First, I had to conquer my fears. I did, but then I realized I had one more tattoo of my own to explain before I could talk about others. 

In Thailand. I got my fourth tattoo. If you are shocked or are wondering why you haven’t seen it, my answer is simply that it is on my back. This is the only tattoo that I cannot see and for a good reason. No, it’s not because it sucks and I never want to see it. Honestly, I wish I could see it so that it could remind me every day the truth that is etched on my skin.
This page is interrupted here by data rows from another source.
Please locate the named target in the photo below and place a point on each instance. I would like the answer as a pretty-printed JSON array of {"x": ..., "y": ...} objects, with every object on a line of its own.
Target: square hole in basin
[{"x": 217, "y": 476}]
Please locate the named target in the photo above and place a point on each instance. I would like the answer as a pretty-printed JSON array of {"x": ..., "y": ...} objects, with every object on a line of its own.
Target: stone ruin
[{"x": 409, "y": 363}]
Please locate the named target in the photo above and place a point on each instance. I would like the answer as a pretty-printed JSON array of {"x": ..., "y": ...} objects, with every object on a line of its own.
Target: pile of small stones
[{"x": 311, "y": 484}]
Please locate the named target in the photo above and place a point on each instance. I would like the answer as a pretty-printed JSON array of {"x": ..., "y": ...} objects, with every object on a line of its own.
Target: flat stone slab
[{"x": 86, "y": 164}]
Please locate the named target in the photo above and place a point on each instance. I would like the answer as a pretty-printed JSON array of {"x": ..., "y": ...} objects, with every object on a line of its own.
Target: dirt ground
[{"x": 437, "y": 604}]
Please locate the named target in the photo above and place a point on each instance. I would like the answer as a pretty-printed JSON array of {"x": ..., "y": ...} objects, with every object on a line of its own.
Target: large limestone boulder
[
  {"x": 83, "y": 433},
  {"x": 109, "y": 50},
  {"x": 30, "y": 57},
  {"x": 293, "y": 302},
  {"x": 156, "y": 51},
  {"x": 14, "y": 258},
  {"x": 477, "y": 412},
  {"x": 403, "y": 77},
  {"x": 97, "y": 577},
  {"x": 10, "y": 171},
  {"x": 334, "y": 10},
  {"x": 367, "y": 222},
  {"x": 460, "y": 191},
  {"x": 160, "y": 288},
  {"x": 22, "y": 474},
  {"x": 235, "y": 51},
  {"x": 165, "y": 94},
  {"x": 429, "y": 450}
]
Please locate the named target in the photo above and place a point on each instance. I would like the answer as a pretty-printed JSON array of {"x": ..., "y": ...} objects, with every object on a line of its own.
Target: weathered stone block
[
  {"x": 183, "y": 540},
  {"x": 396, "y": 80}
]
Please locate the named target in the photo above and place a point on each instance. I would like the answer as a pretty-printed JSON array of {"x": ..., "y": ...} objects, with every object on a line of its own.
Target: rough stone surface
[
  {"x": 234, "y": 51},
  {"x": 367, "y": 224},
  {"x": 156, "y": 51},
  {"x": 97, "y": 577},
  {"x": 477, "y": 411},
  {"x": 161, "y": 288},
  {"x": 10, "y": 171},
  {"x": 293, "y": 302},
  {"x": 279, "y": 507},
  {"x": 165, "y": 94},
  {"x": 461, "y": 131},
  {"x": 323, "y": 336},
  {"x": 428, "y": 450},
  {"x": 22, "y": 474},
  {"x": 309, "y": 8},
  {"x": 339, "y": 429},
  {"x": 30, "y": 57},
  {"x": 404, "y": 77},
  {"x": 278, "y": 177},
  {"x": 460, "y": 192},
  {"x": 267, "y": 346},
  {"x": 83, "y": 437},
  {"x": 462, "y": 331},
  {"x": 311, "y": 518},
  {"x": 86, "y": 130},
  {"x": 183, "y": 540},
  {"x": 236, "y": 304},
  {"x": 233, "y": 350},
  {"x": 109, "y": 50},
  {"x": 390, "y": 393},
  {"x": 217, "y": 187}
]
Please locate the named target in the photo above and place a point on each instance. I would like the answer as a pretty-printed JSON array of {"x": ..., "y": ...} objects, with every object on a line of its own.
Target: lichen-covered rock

This tattoo is the image of my God-given name. If you have kept up with my blog, you would remember that the Lord revealed His name for me back in Malawi. If you are scratching your head asking, “What the heck is she talking about?” or don’t remember the fine details, click here.
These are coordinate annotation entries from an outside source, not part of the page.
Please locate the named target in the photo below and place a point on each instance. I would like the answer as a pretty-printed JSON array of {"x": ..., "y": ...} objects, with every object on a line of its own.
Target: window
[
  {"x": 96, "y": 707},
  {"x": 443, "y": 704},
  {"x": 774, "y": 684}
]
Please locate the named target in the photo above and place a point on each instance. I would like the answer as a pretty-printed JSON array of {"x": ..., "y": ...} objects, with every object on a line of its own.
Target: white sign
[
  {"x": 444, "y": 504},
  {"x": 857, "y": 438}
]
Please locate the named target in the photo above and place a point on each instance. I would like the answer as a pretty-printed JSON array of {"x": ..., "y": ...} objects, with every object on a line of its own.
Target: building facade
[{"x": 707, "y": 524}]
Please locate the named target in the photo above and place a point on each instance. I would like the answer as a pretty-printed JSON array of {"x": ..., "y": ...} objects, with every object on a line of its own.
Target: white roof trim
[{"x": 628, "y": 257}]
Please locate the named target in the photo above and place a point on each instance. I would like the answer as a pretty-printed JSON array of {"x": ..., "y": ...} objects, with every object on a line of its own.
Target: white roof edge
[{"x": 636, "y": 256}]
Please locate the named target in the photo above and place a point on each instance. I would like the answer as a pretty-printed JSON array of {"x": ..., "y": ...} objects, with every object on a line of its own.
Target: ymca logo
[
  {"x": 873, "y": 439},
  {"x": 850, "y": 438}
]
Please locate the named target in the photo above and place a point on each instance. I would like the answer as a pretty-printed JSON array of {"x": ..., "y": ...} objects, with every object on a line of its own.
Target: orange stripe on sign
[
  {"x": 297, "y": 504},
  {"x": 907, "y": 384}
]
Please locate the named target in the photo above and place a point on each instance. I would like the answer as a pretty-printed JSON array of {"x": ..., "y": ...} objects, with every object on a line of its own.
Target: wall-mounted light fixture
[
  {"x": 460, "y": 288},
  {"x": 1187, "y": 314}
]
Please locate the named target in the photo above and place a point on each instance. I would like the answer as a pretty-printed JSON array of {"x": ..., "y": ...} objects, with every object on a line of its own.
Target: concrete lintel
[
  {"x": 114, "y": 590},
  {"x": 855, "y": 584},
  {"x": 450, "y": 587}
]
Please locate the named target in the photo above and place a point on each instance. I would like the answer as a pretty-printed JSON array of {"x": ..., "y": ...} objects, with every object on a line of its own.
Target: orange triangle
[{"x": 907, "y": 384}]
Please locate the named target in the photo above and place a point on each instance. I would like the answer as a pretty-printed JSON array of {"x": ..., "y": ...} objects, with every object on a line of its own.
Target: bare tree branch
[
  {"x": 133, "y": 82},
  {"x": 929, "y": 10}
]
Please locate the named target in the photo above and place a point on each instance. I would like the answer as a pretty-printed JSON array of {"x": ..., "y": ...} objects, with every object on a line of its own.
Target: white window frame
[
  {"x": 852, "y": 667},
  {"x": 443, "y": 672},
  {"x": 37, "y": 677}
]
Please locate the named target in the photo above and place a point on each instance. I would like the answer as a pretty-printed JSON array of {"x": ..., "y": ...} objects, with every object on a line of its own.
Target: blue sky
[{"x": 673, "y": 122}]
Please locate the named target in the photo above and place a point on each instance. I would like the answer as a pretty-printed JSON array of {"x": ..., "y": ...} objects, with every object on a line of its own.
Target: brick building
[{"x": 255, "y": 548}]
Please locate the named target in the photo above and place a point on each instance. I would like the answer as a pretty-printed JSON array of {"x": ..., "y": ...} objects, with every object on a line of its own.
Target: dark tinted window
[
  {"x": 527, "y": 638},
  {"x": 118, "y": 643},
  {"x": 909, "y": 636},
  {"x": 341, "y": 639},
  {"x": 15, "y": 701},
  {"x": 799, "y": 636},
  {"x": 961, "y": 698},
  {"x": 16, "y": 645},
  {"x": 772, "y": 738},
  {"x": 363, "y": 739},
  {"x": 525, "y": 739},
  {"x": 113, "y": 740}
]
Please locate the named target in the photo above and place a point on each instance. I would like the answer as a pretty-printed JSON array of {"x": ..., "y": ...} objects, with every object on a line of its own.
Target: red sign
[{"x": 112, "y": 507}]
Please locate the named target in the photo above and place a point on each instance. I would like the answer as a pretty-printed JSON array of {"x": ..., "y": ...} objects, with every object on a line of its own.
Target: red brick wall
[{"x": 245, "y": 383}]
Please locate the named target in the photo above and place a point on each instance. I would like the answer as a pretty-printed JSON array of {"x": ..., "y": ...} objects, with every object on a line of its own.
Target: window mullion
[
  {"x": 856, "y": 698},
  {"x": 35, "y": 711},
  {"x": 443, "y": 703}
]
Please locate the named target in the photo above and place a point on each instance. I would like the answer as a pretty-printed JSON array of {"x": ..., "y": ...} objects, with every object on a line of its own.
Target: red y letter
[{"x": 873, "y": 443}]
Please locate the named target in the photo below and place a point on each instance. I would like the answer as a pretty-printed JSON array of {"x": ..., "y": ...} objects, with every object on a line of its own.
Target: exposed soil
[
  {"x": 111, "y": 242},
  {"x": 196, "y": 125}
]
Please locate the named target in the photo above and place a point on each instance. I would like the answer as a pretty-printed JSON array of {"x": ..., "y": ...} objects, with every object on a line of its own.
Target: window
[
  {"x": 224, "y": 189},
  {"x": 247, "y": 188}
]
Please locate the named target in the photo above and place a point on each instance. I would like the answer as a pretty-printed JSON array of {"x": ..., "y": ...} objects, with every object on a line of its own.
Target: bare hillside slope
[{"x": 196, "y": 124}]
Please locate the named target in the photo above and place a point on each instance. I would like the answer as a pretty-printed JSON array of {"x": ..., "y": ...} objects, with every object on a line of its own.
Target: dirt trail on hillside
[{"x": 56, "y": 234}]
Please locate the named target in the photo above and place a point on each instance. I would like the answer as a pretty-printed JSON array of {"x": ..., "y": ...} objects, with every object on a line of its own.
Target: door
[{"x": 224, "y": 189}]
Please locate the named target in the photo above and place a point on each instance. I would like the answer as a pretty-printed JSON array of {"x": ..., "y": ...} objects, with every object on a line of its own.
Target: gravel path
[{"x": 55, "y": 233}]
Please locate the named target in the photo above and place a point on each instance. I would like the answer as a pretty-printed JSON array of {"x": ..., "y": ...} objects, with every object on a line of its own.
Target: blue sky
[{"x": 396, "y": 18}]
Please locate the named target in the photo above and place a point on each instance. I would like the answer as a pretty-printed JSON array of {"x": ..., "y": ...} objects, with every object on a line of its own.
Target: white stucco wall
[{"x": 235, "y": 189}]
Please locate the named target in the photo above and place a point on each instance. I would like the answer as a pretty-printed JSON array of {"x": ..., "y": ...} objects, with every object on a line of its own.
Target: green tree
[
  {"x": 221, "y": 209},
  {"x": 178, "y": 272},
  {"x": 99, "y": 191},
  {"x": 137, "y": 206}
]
AAAAAAAAAAANNNNNNNDDDDDDDDD we’re back. Okay, now that you have read (or re-read) all of the details, let’s talk about why I got this tattoo.

I have mentioned before that I get tattoos as a personal and visual way for me to remember. It seems a little counter intuitive that I would have ink in a place that I can only see in a mirror. Trust me, there’s a reason for everything.
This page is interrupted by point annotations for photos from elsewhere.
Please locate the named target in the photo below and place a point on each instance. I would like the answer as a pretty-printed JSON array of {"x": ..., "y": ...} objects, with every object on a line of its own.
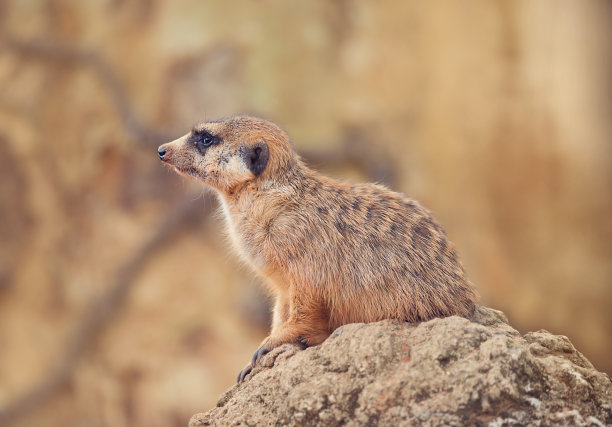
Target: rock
[{"x": 450, "y": 371}]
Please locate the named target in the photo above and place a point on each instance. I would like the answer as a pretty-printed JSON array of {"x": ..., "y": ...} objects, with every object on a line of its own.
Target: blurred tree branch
[
  {"x": 353, "y": 151},
  {"x": 54, "y": 51},
  {"x": 101, "y": 311}
]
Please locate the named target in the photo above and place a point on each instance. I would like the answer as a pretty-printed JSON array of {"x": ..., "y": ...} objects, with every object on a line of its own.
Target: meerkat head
[{"x": 230, "y": 152}]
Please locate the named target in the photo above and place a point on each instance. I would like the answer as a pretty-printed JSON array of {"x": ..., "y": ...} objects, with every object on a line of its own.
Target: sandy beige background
[{"x": 120, "y": 303}]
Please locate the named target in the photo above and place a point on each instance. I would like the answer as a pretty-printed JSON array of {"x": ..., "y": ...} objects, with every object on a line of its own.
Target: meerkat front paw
[{"x": 256, "y": 356}]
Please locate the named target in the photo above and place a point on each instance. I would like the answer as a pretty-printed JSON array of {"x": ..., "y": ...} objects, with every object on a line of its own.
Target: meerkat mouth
[{"x": 190, "y": 172}]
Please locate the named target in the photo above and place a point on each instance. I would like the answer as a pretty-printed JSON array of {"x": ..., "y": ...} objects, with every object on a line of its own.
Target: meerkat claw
[{"x": 260, "y": 352}]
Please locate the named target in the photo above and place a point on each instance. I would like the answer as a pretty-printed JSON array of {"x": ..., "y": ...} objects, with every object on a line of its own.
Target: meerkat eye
[{"x": 204, "y": 140}]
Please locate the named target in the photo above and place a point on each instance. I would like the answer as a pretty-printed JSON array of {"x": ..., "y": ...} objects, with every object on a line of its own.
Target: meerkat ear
[{"x": 257, "y": 157}]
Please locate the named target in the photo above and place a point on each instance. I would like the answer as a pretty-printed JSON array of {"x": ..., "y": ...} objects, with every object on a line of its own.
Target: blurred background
[{"x": 121, "y": 303}]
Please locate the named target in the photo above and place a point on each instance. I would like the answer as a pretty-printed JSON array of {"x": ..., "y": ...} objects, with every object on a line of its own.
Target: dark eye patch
[{"x": 203, "y": 139}]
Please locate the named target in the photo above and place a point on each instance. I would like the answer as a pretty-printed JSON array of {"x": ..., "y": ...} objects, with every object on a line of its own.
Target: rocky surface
[{"x": 450, "y": 371}]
The back is a vulnerable place. It’s a lot harder to defend an attack from behind than it is from the front. My identity has always been a vulnerable thing. A target on my back, if you will. The enemy loves to attack me in my weakest places, but the Lord has been working to reclaim and restore my identity to what He planned it as from the beginning. 

It’s been a hard and tiresome journey. I have thrown my hand in the air countless times believing that I am defeated. Every single time the Lord has sought me, called me by my God-given name, and showed me a love that surpasses anything that I could ever imagine.

I continue to fight this battle. Every day I have to tell myself that I am worthy of love. Every day I have to choose to believe that I was created to be loved by my Creator. Every day I go into this battle knowing that I have a piece of armor on my back to protect me from that target. Every day I feel a little stronger because I know the Lord is protecting my vulnerable back so that I can face what is in front.